The global credit crunch has been the bane of businesses and banks, but it helped International Rectifier Corp. dodge a hostile takeover bid.

Vishay Intertechnology Inc. said last week that it was abandoning its $1.7 billion tender offer for the El Segundo maker of power management chips, whose products appear in everything from washing machines to laptop computers.

The announcement came four days after the annual meeting of International Rectifier shareholders, who rejected a Vishay-backed slate of nominees for the board.

Vishay acknowledged defeat in its two-month back-and-forth battle with its rival semiconductor manufacturer. International Rectifier successfully fended off two unsolicited bids by Vishay, which said International Rectifier executives were protecting their own interests to the detriment of shareholders.

In arguing against Vishay's $23-a-share bid, International Rectifier executives repeated their contention that it dramatically undervalued a company they said is on the verge of a turnaround.

But analysts said Malvern, Pa.-based Vishay's inability to secure financing in the current credit market was likely the decisive factor.

"The fact that Vishay didn't have a firm financing commitment offer from some bank guaranteeing the money ultimately is why this fell apart," said Craig Berger, equity research analyst at Friedman Billings Ramsey Group Inc.

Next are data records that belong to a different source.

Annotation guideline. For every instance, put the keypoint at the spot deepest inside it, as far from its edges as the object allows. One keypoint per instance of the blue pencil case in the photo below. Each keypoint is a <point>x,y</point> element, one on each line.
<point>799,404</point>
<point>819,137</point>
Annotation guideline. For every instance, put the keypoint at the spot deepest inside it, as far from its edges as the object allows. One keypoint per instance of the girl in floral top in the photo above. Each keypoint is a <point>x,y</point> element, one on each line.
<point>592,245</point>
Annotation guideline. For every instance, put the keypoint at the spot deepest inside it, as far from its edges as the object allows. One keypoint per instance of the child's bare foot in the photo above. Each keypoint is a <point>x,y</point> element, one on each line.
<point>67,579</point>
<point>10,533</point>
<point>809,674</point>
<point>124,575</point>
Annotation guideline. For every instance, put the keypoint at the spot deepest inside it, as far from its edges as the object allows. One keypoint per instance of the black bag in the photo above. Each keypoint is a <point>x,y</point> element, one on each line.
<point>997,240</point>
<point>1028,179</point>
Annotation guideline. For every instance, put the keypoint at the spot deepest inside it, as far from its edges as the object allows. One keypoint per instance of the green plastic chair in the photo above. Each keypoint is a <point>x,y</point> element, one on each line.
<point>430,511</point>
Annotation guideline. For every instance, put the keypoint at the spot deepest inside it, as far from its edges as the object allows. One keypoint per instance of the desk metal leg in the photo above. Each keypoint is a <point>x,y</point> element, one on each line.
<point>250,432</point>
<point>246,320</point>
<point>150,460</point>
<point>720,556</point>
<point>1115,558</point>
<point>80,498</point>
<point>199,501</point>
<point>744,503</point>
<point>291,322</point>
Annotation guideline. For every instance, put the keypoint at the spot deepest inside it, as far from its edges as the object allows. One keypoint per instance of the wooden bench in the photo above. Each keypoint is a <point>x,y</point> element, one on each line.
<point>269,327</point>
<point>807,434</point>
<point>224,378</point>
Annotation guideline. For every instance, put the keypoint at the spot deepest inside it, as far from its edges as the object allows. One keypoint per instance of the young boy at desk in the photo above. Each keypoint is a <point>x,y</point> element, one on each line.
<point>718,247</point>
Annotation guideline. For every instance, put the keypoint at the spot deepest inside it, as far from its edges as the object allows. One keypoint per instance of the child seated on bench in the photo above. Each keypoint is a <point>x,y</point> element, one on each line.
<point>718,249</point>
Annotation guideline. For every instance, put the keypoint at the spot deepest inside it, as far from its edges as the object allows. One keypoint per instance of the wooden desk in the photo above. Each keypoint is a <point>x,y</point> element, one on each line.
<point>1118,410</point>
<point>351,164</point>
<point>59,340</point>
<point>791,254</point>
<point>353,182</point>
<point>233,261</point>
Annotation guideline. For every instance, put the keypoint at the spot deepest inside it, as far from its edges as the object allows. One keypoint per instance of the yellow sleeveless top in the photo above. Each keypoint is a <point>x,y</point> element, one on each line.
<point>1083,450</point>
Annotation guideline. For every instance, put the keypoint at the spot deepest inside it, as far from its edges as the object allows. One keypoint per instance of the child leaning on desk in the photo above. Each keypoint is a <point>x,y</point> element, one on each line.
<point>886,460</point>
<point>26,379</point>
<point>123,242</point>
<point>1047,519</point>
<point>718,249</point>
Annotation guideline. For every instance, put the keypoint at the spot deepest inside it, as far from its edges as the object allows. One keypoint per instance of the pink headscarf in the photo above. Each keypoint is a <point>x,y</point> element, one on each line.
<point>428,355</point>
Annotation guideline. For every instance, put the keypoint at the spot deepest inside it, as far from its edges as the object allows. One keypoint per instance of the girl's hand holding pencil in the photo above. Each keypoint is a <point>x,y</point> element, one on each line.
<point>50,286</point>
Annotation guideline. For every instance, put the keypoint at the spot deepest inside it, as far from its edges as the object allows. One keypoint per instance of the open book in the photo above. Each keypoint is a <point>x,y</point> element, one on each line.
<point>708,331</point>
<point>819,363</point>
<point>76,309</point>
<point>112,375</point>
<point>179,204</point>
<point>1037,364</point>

"If Vishay had gone public with a letter of credit, then more shareholders would have been willing to back it," Berger said. Without such a letter, shareholders saw the offer as "garbage."

International Rectifier executives drew on doubts about financing to imply that Vishay may not have been making a serious bid for the company.

In a Sept. 29 letter to shareholders under the heading "Vishay's $23 offer is it real?" management wrote that if Vishay did get funding, shareholders "should read the fine print. How certain will that financing be?"

A spokesperson for Vishay declined to comment.

In a statement last week, Vishay said that the company "cannot pursue our proposal in the face of opposition from a board that has refused to engage in any discussion with us regarding our offer."

Vishay isn't the only company that has seen a takeover attempt torpedoed by the contracting credit market. Last week, Waste Management Inc., the nation's largest trash collection company, dropped a $6.7 billion unsolicited bid for Republic Services Inc. because financing the transaction had become too expensive.

Failed bids like Vishay's illustrate the chilling effect a down economy can have on acquisition deals, analysts said.